Here we have pushed the calculation of feature importance to the model training process. Unfortunately (but understandably), feature importance is not determined as a binary but as a ranking value. So we still have to specify where to make the cut – what part of the features are we willing to take and what part do we want to drop?

Coming back to Scikit-learn, we find various excellent wrapper classes in the sklearn.feature_selection package. A real workhorse in this field is RFE, which stands for recursive feature elimination. It takes an estimator and the desired number of features to keep as parameters and then trains the estimator with various feature sets as long as it has found a subset of the features that are small enough. The RFE instance itself pretends to be like an estimator, thereby, wrapping the provided estimator.

In the following example, we create an artificial classification problem of 100 samples using the convenient make_classification() function of datasets. It lets us specify the creation of 10 features, out of which only three are really valuable to solve the classification problem:

>>> from sklearn.feature_selection import RFE
>>> from sklearn.linear_model import LogisticRegression
>>> from sklearn.datasets import make_classification
>>> X,y = make_classification(n_samples=100, n_features=10, n_informative=3, random_state=0)
>>> clf = LogisticRegression()
>>> clf.fit(X, y)
>>> selector = RFE(clf, n_features_to_select=3)
>>> selector = selector.fit(X, y)
>>> print(selector.support_)
[False  True False  True False False False False  True False]
>>> print(selector.ranking_)
[4 1 3 1 8 5 7 6 1 2]

The problem in real-world scenarios is, of course, how can we know the right value for n_features_to_select? Truth is, we can't. But most of the time, we can use a sample of the data and play with it using different settings to quickly get a feeling for the right ballpark.

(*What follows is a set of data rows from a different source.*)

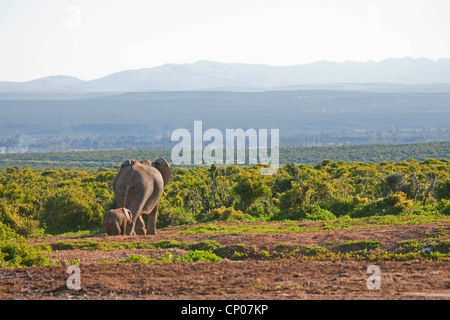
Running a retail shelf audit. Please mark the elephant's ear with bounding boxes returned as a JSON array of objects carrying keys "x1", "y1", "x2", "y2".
[
  {"x1": 122, "y1": 208, "x2": 132, "y2": 224},
  {"x1": 152, "y1": 158, "x2": 172, "y2": 186}
]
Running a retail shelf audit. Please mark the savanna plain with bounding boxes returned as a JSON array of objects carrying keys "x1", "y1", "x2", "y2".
[{"x1": 0, "y1": 151, "x2": 450, "y2": 300}]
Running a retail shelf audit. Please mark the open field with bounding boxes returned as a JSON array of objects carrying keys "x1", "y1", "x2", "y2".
[{"x1": 0, "y1": 217, "x2": 450, "y2": 300}]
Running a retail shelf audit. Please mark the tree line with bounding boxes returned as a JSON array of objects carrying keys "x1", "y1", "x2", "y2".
[{"x1": 0, "y1": 158, "x2": 450, "y2": 237}]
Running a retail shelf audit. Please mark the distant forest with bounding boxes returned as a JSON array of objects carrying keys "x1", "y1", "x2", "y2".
[
  {"x1": 0, "y1": 141, "x2": 450, "y2": 169},
  {"x1": 0, "y1": 90, "x2": 450, "y2": 153}
]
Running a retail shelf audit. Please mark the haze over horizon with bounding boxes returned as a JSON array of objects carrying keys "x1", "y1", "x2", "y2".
[{"x1": 0, "y1": 0, "x2": 450, "y2": 82}]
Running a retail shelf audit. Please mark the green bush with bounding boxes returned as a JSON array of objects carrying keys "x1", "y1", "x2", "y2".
[
  {"x1": 202, "y1": 206, "x2": 250, "y2": 221},
  {"x1": 305, "y1": 205, "x2": 336, "y2": 221},
  {"x1": 156, "y1": 208, "x2": 196, "y2": 228},
  {"x1": 41, "y1": 187, "x2": 105, "y2": 234},
  {"x1": 0, "y1": 222, "x2": 51, "y2": 268}
]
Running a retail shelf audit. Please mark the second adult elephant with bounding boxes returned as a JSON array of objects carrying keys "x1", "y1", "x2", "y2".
[{"x1": 113, "y1": 158, "x2": 172, "y2": 234}]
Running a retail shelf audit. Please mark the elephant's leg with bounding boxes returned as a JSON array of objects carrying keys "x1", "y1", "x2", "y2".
[
  {"x1": 134, "y1": 215, "x2": 146, "y2": 236},
  {"x1": 147, "y1": 204, "x2": 158, "y2": 235},
  {"x1": 127, "y1": 203, "x2": 144, "y2": 235},
  {"x1": 110, "y1": 222, "x2": 120, "y2": 236}
]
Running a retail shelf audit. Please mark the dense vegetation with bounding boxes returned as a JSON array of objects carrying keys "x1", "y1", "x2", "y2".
[
  {"x1": 0, "y1": 155, "x2": 450, "y2": 267},
  {"x1": 0, "y1": 141, "x2": 450, "y2": 169},
  {"x1": 0, "y1": 90, "x2": 450, "y2": 153}
]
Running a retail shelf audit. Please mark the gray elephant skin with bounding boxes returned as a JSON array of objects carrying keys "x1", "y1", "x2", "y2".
[
  {"x1": 113, "y1": 158, "x2": 172, "y2": 235},
  {"x1": 103, "y1": 208, "x2": 131, "y2": 236}
]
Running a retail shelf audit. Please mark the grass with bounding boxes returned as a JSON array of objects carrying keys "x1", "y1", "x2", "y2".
[
  {"x1": 119, "y1": 250, "x2": 222, "y2": 263},
  {"x1": 175, "y1": 215, "x2": 450, "y2": 235},
  {"x1": 25, "y1": 216, "x2": 450, "y2": 263}
]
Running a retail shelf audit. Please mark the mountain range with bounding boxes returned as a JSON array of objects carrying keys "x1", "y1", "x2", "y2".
[{"x1": 0, "y1": 58, "x2": 450, "y2": 93}]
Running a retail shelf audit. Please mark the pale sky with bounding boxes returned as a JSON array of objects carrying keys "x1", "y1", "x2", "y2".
[{"x1": 0, "y1": 0, "x2": 450, "y2": 81}]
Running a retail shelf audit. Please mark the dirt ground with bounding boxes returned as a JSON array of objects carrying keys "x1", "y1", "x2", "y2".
[{"x1": 0, "y1": 224, "x2": 450, "y2": 300}]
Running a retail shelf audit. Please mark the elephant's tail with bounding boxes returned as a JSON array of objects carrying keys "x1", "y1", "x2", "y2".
[{"x1": 122, "y1": 184, "x2": 131, "y2": 208}]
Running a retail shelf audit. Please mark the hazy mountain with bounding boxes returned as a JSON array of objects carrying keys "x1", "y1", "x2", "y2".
[{"x1": 0, "y1": 58, "x2": 450, "y2": 92}]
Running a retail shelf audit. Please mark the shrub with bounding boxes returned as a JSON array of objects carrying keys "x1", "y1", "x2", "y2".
[
  {"x1": 41, "y1": 187, "x2": 104, "y2": 234},
  {"x1": 156, "y1": 208, "x2": 196, "y2": 228},
  {"x1": 203, "y1": 206, "x2": 250, "y2": 221},
  {"x1": 0, "y1": 222, "x2": 50, "y2": 268},
  {"x1": 305, "y1": 205, "x2": 336, "y2": 221},
  {"x1": 436, "y1": 179, "x2": 450, "y2": 200}
]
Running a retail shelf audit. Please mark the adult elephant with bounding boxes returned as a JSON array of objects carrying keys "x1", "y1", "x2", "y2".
[{"x1": 113, "y1": 158, "x2": 172, "y2": 235}]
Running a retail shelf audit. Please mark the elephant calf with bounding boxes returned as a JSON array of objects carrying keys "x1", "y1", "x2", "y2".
[{"x1": 103, "y1": 208, "x2": 132, "y2": 236}]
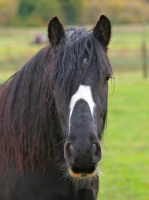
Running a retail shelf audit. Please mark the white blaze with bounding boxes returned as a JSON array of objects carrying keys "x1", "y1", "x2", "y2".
[{"x1": 69, "y1": 85, "x2": 95, "y2": 131}]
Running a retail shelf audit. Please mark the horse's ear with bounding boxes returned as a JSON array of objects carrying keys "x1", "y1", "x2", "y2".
[
  {"x1": 48, "y1": 17, "x2": 65, "y2": 46},
  {"x1": 93, "y1": 15, "x2": 111, "y2": 47}
]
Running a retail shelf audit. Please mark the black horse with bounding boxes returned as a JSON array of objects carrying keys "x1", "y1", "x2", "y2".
[{"x1": 0, "y1": 15, "x2": 112, "y2": 200}]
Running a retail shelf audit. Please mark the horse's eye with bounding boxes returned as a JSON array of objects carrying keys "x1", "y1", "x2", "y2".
[{"x1": 105, "y1": 74, "x2": 111, "y2": 81}]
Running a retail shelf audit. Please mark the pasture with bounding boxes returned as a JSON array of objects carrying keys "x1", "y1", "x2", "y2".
[{"x1": 0, "y1": 26, "x2": 149, "y2": 200}]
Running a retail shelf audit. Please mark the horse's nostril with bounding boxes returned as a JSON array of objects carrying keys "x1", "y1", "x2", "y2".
[
  {"x1": 93, "y1": 144, "x2": 97, "y2": 154},
  {"x1": 69, "y1": 144, "x2": 75, "y2": 155},
  {"x1": 64, "y1": 143, "x2": 75, "y2": 164},
  {"x1": 92, "y1": 143, "x2": 102, "y2": 163}
]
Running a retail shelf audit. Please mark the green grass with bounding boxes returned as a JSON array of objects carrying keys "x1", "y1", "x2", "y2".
[{"x1": 99, "y1": 72, "x2": 149, "y2": 200}]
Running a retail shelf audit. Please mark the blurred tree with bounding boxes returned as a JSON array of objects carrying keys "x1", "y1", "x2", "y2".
[
  {"x1": 58, "y1": 0, "x2": 86, "y2": 24},
  {"x1": 15, "y1": 0, "x2": 64, "y2": 26},
  {"x1": 0, "y1": 0, "x2": 18, "y2": 25}
]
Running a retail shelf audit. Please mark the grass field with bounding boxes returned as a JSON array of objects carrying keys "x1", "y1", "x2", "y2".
[
  {"x1": 99, "y1": 72, "x2": 149, "y2": 200},
  {"x1": 0, "y1": 26, "x2": 149, "y2": 200}
]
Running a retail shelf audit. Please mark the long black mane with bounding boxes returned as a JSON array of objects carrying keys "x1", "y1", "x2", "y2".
[{"x1": 0, "y1": 28, "x2": 111, "y2": 170}]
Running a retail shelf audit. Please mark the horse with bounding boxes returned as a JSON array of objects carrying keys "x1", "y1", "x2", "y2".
[{"x1": 0, "y1": 15, "x2": 112, "y2": 200}]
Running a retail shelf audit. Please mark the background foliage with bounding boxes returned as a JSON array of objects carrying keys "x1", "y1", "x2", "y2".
[{"x1": 0, "y1": 0, "x2": 149, "y2": 26}]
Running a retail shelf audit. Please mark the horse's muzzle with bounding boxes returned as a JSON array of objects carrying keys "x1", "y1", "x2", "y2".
[{"x1": 64, "y1": 142, "x2": 101, "y2": 178}]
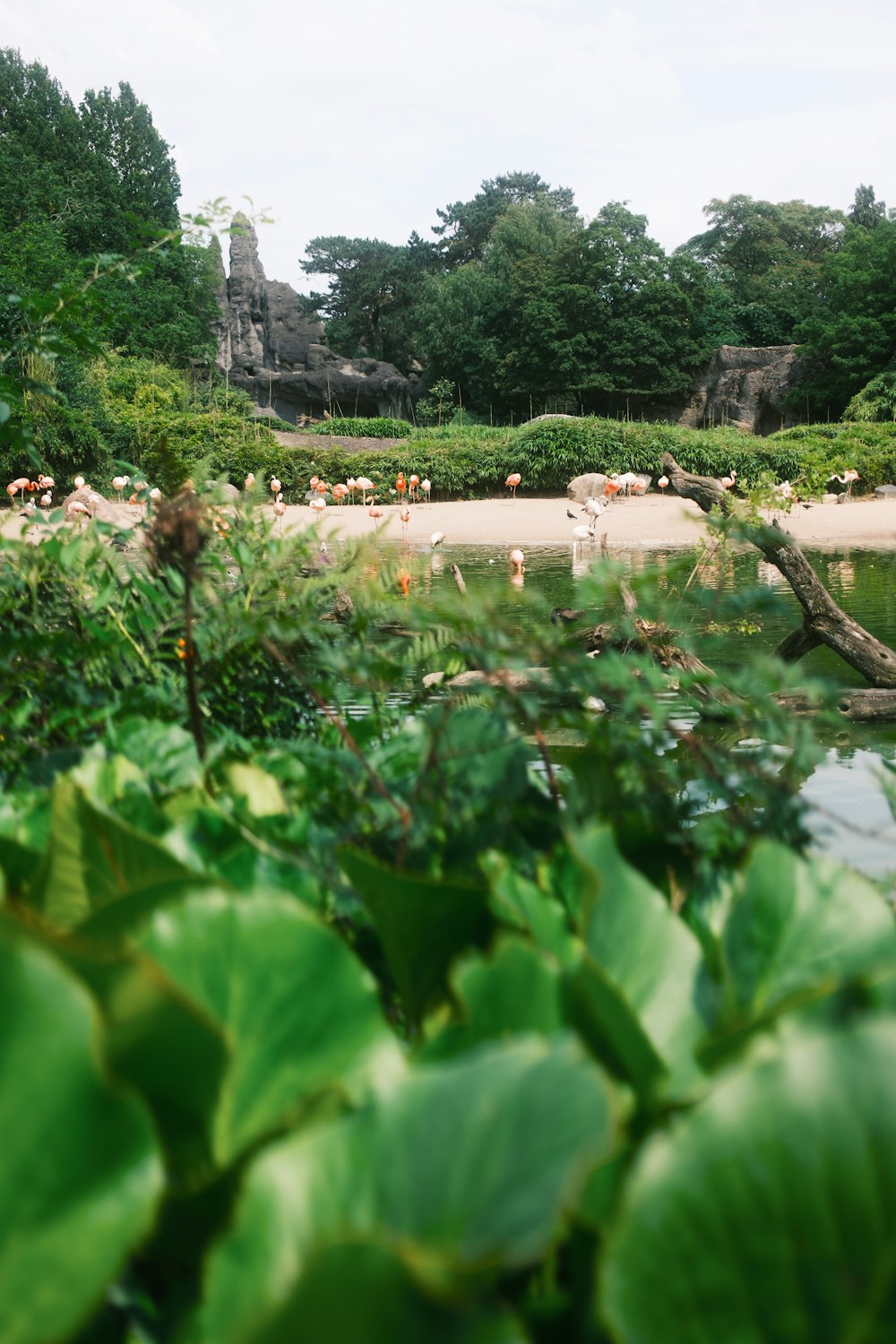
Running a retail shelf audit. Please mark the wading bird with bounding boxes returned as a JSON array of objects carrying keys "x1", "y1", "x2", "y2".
[
  {"x1": 6, "y1": 476, "x2": 35, "y2": 504},
  {"x1": 582, "y1": 497, "x2": 607, "y2": 527},
  {"x1": 828, "y1": 467, "x2": 861, "y2": 495}
]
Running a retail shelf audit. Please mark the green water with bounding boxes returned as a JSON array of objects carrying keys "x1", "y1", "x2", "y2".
[{"x1": 408, "y1": 546, "x2": 896, "y2": 876}]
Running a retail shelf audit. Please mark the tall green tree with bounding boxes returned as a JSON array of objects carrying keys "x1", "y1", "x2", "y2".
[
  {"x1": 680, "y1": 195, "x2": 847, "y2": 346},
  {"x1": 433, "y1": 172, "x2": 582, "y2": 271},
  {"x1": 79, "y1": 83, "x2": 180, "y2": 252},
  {"x1": 419, "y1": 198, "x2": 707, "y2": 414},
  {"x1": 796, "y1": 217, "x2": 896, "y2": 419},
  {"x1": 299, "y1": 234, "x2": 433, "y2": 368}
]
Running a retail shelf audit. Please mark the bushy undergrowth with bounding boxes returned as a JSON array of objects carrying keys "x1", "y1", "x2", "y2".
[
  {"x1": 10, "y1": 354, "x2": 896, "y2": 500},
  {"x1": 312, "y1": 416, "x2": 414, "y2": 438},
  {"x1": 0, "y1": 494, "x2": 896, "y2": 1344}
]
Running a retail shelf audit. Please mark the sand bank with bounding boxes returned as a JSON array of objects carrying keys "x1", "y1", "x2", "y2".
[
  {"x1": 283, "y1": 495, "x2": 896, "y2": 550},
  {"x1": 0, "y1": 494, "x2": 896, "y2": 550}
]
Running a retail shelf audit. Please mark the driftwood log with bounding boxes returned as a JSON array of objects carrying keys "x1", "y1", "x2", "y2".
[{"x1": 662, "y1": 453, "x2": 896, "y2": 722}]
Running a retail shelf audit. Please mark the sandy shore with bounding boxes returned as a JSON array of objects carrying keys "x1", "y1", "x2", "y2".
[
  {"x1": 0, "y1": 495, "x2": 896, "y2": 550},
  {"x1": 283, "y1": 495, "x2": 896, "y2": 550}
]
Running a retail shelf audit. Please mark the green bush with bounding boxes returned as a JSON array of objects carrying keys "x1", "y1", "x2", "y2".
[{"x1": 311, "y1": 416, "x2": 414, "y2": 438}]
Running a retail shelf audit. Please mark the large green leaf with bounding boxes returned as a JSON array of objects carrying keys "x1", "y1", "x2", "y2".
[
  {"x1": 194, "y1": 1038, "x2": 616, "y2": 1344},
  {"x1": 340, "y1": 849, "x2": 493, "y2": 1021},
  {"x1": 32, "y1": 776, "x2": 202, "y2": 930},
  {"x1": 602, "y1": 1016, "x2": 896, "y2": 1344},
  {"x1": 140, "y1": 892, "x2": 398, "y2": 1164},
  {"x1": 425, "y1": 935, "x2": 563, "y2": 1059},
  {"x1": 481, "y1": 854, "x2": 576, "y2": 967},
  {"x1": 246, "y1": 1245, "x2": 525, "y2": 1344},
  {"x1": 723, "y1": 843, "x2": 896, "y2": 1021},
  {"x1": 0, "y1": 929, "x2": 162, "y2": 1344},
  {"x1": 567, "y1": 827, "x2": 710, "y2": 1096}
]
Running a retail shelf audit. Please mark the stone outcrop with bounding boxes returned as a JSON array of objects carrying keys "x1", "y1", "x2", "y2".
[
  {"x1": 216, "y1": 214, "x2": 411, "y2": 424},
  {"x1": 567, "y1": 472, "x2": 607, "y2": 504},
  {"x1": 678, "y1": 346, "x2": 802, "y2": 435}
]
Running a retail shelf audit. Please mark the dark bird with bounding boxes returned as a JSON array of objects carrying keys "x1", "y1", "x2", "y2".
[{"x1": 551, "y1": 607, "x2": 584, "y2": 625}]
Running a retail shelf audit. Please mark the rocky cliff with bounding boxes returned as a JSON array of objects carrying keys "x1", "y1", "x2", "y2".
[
  {"x1": 678, "y1": 346, "x2": 802, "y2": 435},
  {"x1": 216, "y1": 214, "x2": 411, "y2": 424}
]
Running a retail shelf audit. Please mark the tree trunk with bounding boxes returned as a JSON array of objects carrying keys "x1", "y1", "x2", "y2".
[{"x1": 662, "y1": 453, "x2": 896, "y2": 690}]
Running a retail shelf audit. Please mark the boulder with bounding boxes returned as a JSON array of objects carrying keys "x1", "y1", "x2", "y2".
[
  {"x1": 567, "y1": 472, "x2": 607, "y2": 504},
  {"x1": 215, "y1": 214, "x2": 412, "y2": 425},
  {"x1": 678, "y1": 346, "x2": 804, "y2": 435},
  {"x1": 62, "y1": 486, "x2": 121, "y2": 526}
]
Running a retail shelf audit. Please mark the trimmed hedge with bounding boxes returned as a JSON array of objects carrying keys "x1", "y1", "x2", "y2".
[{"x1": 310, "y1": 416, "x2": 414, "y2": 438}]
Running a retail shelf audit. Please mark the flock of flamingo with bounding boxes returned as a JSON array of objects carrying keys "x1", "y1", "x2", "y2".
[{"x1": 6, "y1": 468, "x2": 860, "y2": 577}]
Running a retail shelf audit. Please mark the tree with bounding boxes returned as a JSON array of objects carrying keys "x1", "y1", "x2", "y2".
[
  {"x1": 794, "y1": 218, "x2": 896, "y2": 418},
  {"x1": 79, "y1": 83, "x2": 180, "y2": 252},
  {"x1": 299, "y1": 234, "x2": 431, "y2": 368},
  {"x1": 680, "y1": 195, "x2": 845, "y2": 346},
  {"x1": 419, "y1": 196, "x2": 707, "y2": 414},
  {"x1": 433, "y1": 172, "x2": 582, "y2": 271},
  {"x1": 849, "y1": 185, "x2": 887, "y2": 228}
]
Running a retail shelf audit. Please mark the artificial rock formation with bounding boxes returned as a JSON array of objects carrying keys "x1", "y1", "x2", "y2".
[
  {"x1": 216, "y1": 214, "x2": 411, "y2": 424},
  {"x1": 678, "y1": 346, "x2": 802, "y2": 435}
]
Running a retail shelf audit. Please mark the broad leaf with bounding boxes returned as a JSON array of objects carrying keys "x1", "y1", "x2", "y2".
[
  {"x1": 723, "y1": 843, "x2": 896, "y2": 1021},
  {"x1": 567, "y1": 828, "x2": 710, "y2": 1096},
  {"x1": 340, "y1": 851, "x2": 493, "y2": 1021},
  {"x1": 30, "y1": 777, "x2": 202, "y2": 930},
  {"x1": 194, "y1": 1038, "x2": 616, "y2": 1344},
  {"x1": 425, "y1": 937, "x2": 563, "y2": 1059},
  {"x1": 600, "y1": 1018, "x2": 896, "y2": 1344},
  {"x1": 482, "y1": 854, "x2": 576, "y2": 965},
  {"x1": 140, "y1": 894, "x2": 396, "y2": 1164},
  {"x1": 251, "y1": 1246, "x2": 525, "y2": 1344},
  {"x1": 0, "y1": 929, "x2": 162, "y2": 1344}
]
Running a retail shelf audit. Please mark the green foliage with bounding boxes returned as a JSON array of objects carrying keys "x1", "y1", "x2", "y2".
[
  {"x1": 680, "y1": 195, "x2": 845, "y2": 346},
  {"x1": 0, "y1": 116, "x2": 896, "y2": 1344},
  {"x1": 312, "y1": 416, "x2": 414, "y2": 438},
  {"x1": 844, "y1": 371, "x2": 896, "y2": 422},
  {"x1": 0, "y1": 476, "x2": 896, "y2": 1344},
  {"x1": 797, "y1": 218, "x2": 896, "y2": 419}
]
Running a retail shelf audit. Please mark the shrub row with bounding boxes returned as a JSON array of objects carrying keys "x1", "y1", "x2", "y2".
[{"x1": 310, "y1": 416, "x2": 414, "y2": 438}]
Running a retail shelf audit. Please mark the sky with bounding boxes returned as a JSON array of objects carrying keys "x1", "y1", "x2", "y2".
[{"x1": 0, "y1": 0, "x2": 896, "y2": 292}]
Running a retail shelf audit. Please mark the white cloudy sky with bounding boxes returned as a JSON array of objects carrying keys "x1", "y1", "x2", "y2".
[{"x1": 0, "y1": 0, "x2": 896, "y2": 289}]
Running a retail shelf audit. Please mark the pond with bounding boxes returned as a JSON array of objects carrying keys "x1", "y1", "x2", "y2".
[{"x1": 405, "y1": 535, "x2": 896, "y2": 876}]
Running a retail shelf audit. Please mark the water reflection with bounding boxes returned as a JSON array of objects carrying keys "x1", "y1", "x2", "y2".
[
  {"x1": 365, "y1": 546, "x2": 896, "y2": 876},
  {"x1": 828, "y1": 561, "x2": 856, "y2": 593}
]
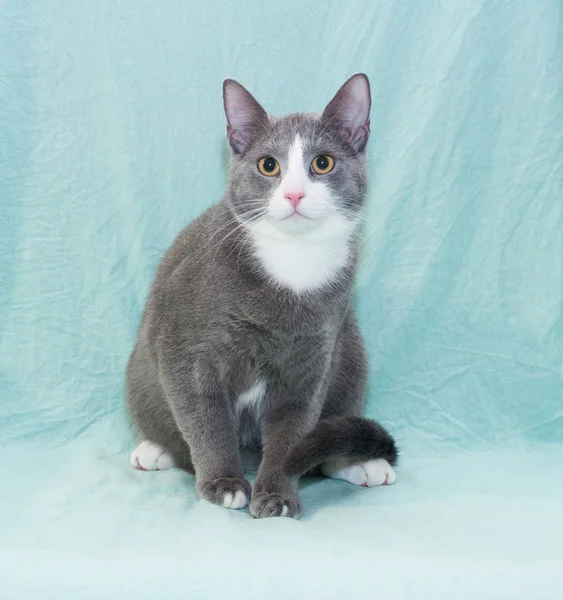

The good thing is that we don't have to be that exact when using wrappers. Let's try different values for n_features_to_select to see how support_ and ranking_ change:

n_features_to_select

support_

ranking_

1

[False False False True False False False False False False]

[ 6 3 5 1 10 7 9 8 2 4]

2

[False False False True False False False False True False]

[5 2 4 1 9 6 8 7 1 3]

3

[False True False True False False False False True False]

[4 1 3 1 8 5 7 6 1 2]

4

[False True False True False False False False True True]

[3 1 2 1 7 4 6 5 1 1]

5

[False True True True False False False False True True]

[2 1 1 1 6 3 5 4 1 1]

6

[ True True True True False False False False True True]

[1 1 1 1 5 2 4 3 1 1]

7

[ True True True True False True False False True True]

[1 1 1 1 4 1 3 2 1 1]

8

[ True True True True False True False True True True]

[1 1 1 1 3 1 2 1 1 1]

9

[ True True True True False True True True True True]

[1 1 1 1 2 1 1 1 1 1]

10

[ True True True True True True True True True True]

[1 1 1 1 1 1 1 1 1 1]

We see that the result is very stable. Features that have been used when requesting smaller feature sets keep on getting selected when letting more features in. Finally we rely on our train/test set splitting to warn us when we go in the wrong direction.